South Carolina coach Lamont Paris can handle stretches when his team does not play well but getting outplayed by an opponent is another story.
Paris felt the Gamecocks were outplayed in a disappointing loss to North Florida to start his third season and he is hoping they respond against visiting South Carolina State on Friday night in Columbia, S.C.
After playing the Bulldogs, the Gamecocks face Towson before the schedule picks up next week when they visit Indiana. Paris is hoping to avoid a repeat of what unfolded in their 74-71 loss to visiting North Florida on Monday.

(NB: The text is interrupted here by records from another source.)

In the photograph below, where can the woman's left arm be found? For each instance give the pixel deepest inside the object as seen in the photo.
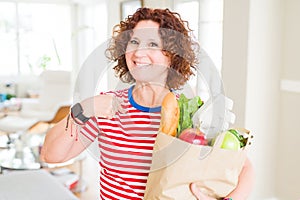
(242, 190)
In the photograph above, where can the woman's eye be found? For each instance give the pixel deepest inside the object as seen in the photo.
(153, 44)
(133, 42)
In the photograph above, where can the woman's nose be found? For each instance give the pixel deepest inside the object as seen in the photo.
(140, 51)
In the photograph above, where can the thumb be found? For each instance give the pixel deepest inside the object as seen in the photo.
(195, 190)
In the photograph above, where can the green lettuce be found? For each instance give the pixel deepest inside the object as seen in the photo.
(187, 107)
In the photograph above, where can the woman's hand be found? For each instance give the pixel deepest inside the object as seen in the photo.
(103, 105)
(198, 194)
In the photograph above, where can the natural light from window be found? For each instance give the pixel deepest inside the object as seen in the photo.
(34, 37)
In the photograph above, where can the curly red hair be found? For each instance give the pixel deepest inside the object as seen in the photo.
(177, 44)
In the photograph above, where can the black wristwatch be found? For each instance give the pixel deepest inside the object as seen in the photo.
(77, 113)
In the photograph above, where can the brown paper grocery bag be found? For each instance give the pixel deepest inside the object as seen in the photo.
(176, 164)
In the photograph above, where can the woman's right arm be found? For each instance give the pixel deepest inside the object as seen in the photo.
(64, 141)
(61, 143)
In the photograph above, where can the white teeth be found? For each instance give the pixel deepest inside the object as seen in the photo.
(142, 64)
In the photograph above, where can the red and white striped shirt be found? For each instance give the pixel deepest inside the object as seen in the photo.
(126, 145)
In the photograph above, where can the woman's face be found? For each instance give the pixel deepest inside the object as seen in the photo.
(144, 56)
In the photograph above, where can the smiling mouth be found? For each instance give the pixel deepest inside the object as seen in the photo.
(142, 65)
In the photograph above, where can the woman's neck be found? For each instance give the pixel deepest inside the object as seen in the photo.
(149, 95)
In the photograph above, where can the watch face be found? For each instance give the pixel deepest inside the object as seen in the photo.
(76, 109)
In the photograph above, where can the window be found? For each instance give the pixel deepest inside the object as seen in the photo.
(34, 36)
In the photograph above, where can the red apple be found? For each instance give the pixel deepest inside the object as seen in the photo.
(193, 136)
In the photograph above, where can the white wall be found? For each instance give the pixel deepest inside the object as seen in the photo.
(263, 95)
(288, 176)
(261, 48)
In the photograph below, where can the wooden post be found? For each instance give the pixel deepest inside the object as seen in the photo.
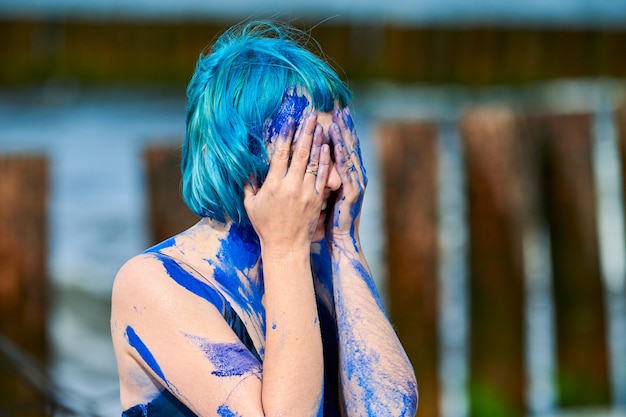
(168, 214)
(23, 269)
(409, 166)
(570, 207)
(620, 121)
(497, 380)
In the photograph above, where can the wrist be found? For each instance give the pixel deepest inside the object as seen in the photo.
(345, 242)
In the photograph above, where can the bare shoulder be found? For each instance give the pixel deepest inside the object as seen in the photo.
(138, 276)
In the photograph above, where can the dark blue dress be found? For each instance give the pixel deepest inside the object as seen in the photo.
(166, 404)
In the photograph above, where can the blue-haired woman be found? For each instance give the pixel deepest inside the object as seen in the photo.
(266, 307)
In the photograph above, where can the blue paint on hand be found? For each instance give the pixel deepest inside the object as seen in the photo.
(292, 106)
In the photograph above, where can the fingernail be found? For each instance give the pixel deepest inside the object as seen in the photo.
(286, 127)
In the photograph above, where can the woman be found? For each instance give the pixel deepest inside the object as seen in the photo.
(266, 306)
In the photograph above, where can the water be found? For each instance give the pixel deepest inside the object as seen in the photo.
(94, 139)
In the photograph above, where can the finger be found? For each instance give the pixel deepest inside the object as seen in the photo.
(316, 149)
(323, 171)
(346, 132)
(248, 193)
(342, 157)
(302, 152)
(279, 162)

South Carolina could not get the lead above eight points, then got outplayed in the final minutes. The Gamecocks held a 64-59 lead before being outscored 15-7 over the final four-plus minutes.

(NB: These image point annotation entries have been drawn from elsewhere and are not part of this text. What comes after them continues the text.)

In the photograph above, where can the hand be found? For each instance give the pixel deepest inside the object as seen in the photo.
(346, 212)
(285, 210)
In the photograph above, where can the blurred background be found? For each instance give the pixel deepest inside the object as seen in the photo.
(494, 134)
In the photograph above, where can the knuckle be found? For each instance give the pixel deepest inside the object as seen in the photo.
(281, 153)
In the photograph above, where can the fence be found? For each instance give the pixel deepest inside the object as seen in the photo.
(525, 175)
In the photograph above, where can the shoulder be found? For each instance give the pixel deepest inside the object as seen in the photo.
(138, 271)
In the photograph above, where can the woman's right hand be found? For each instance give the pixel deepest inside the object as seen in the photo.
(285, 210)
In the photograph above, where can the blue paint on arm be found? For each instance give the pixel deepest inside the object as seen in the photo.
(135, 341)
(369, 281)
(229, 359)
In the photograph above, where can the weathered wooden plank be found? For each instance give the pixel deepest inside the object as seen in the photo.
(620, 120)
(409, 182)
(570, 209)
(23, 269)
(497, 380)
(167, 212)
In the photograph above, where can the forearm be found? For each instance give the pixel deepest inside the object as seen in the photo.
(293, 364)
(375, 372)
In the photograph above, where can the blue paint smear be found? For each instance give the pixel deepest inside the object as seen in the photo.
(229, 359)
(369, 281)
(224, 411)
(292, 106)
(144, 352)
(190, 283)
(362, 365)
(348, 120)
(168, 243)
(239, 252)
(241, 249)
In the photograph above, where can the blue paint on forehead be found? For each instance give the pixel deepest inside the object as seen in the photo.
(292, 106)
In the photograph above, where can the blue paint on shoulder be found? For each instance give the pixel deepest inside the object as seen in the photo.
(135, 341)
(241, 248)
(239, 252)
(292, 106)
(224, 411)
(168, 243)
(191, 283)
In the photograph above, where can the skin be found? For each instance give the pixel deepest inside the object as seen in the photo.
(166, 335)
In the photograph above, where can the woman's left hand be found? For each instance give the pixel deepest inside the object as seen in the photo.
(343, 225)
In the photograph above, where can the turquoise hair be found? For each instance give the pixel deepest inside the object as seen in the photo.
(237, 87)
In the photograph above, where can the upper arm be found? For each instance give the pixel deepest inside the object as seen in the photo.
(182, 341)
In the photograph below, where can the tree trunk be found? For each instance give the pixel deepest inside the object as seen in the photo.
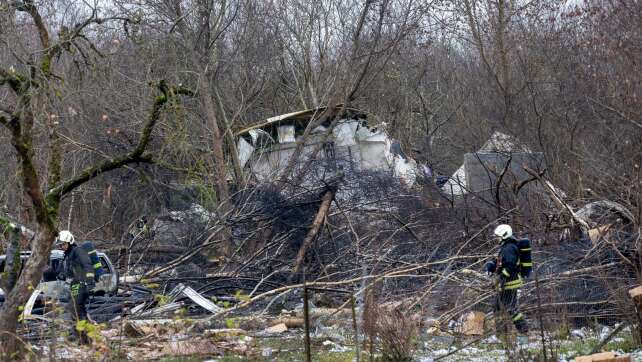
(218, 155)
(29, 279)
(314, 230)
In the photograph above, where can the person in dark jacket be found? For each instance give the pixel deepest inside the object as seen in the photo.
(78, 269)
(507, 266)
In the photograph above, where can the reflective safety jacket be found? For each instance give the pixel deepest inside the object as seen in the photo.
(508, 267)
(77, 266)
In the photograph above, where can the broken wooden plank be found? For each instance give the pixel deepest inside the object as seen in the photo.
(473, 324)
(26, 313)
(604, 357)
(290, 322)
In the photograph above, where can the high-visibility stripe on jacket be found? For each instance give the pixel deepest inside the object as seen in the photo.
(525, 256)
(95, 260)
(510, 265)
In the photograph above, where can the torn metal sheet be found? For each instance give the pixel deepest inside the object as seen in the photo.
(169, 307)
(286, 133)
(344, 133)
(201, 300)
(353, 145)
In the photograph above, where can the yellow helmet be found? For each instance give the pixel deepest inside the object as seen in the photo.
(504, 231)
(65, 236)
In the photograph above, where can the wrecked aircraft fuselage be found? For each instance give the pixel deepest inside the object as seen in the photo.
(346, 144)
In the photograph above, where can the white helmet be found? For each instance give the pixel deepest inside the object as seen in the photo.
(65, 236)
(504, 231)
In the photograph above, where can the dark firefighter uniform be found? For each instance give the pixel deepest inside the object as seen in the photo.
(77, 267)
(507, 266)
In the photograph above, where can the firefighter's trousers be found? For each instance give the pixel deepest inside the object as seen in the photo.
(506, 306)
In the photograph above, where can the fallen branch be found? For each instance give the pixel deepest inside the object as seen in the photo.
(326, 200)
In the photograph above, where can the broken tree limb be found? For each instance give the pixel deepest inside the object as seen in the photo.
(558, 199)
(326, 200)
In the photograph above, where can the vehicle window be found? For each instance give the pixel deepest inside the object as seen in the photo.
(105, 265)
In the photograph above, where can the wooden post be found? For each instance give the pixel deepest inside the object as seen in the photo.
(306, 322)
(357, 350)
(539, 315)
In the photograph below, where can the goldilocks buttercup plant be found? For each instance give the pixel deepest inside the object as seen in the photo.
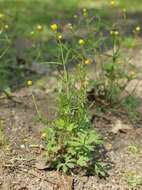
(70, 139)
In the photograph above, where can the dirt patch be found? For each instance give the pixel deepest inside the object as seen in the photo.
(18, 159)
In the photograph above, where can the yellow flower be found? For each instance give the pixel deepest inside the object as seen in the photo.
(81, 42)
(85, 13)
(112, 32)
(6, 26)
(1, 15)
(32, 32)
(54, 27)
(1, 122)
(112, 3)
(84, 10)
(132, 74)
(124, 10)
(39, 28)
(60, 37)
(116, 33)
(75, 16)
(29, 82)
(138, 29)
(43, 135)
(88, 61)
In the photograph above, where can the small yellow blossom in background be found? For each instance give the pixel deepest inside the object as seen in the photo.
(1, 15)
(75, 16)
(85, 12)
(6, 26)
(43, 135)
(124, 10)
(54, 27)
(32, 32)
(70, 26)
(132, 74)
(39, 28)
(112, 3)
(88, 61)
(29, 82)
(1, 121)
(138, 29)
(60, 37)
(116, 33)
(81, 42)
(112, 32)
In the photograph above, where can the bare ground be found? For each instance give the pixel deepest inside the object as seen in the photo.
(21, 154)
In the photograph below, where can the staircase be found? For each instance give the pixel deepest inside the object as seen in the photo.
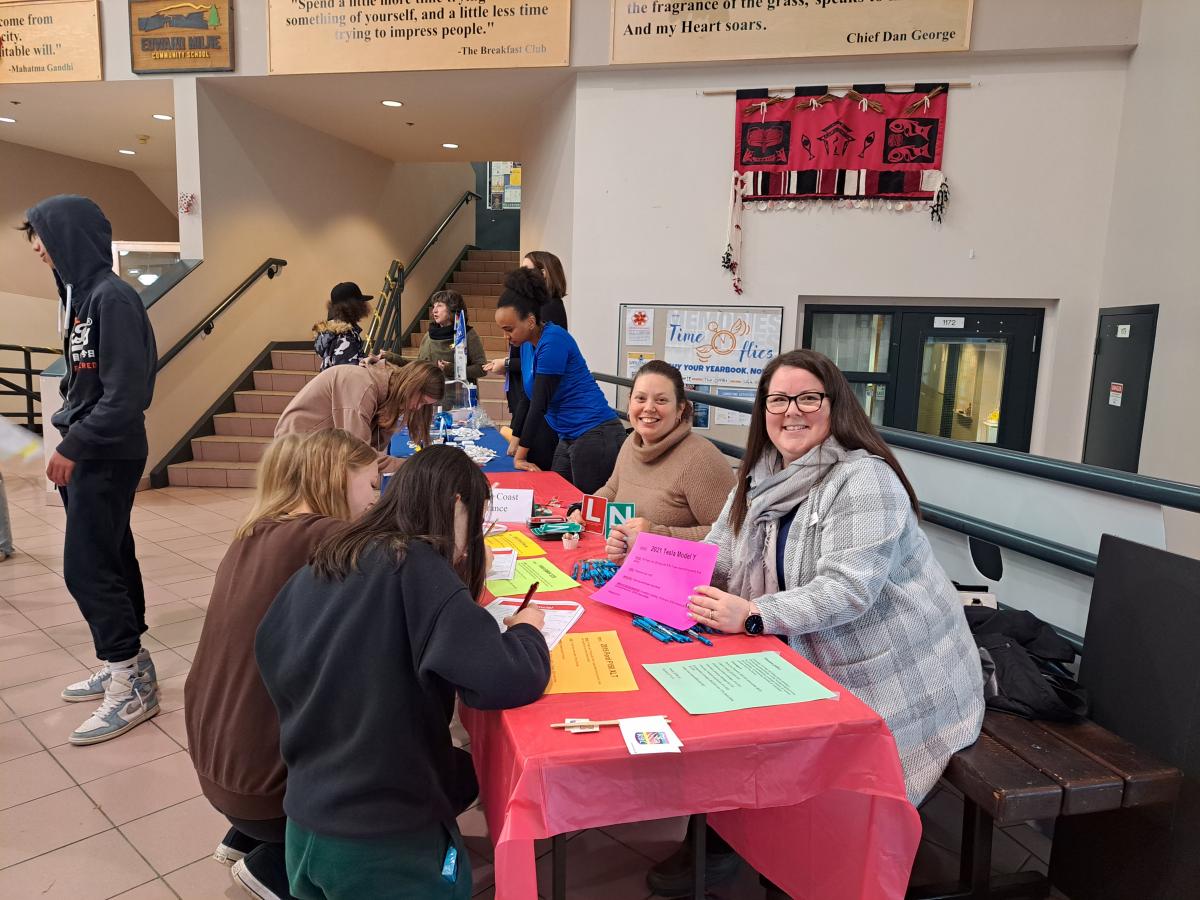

“We were outplayed overall, in a lot of different ways,” Paris said. “It’s OK to not play well. That’s going to happen from time to time. But as competitors, they dominated us.”
After leading by five, the Gamecocks gave up four offensive rebounds on a night they were outrebounded 43-37 and finished 14 of 25 at the free-throw line.
The poor finish occurred in a game when four players scored in double figures, led by Collin Murray-Boyles’ 17 points.
South Carolina State (1-0) was picked to finish fifth in the MEAC’s preseason poll. Six players scored in double figures in its 137-55 season-opening rout of NAIA opponent Morris College on Monday.
Wilson Dubinsky led the Bulldogs with 29 points off the bench, hitting eight of nine 3-point attempts in just 11 minutes. Collin McKenzie hit five 3s and added 19 as South Carolina State shot 64.7 (22-of-34) from 3-point range and 66.2 percent overall (45-of-68) from the field.
South Carolina is 22-0 all-time against South Carolina State and two years ago escaped with an 80-77 victory, Paris’ first with the Gamecocks.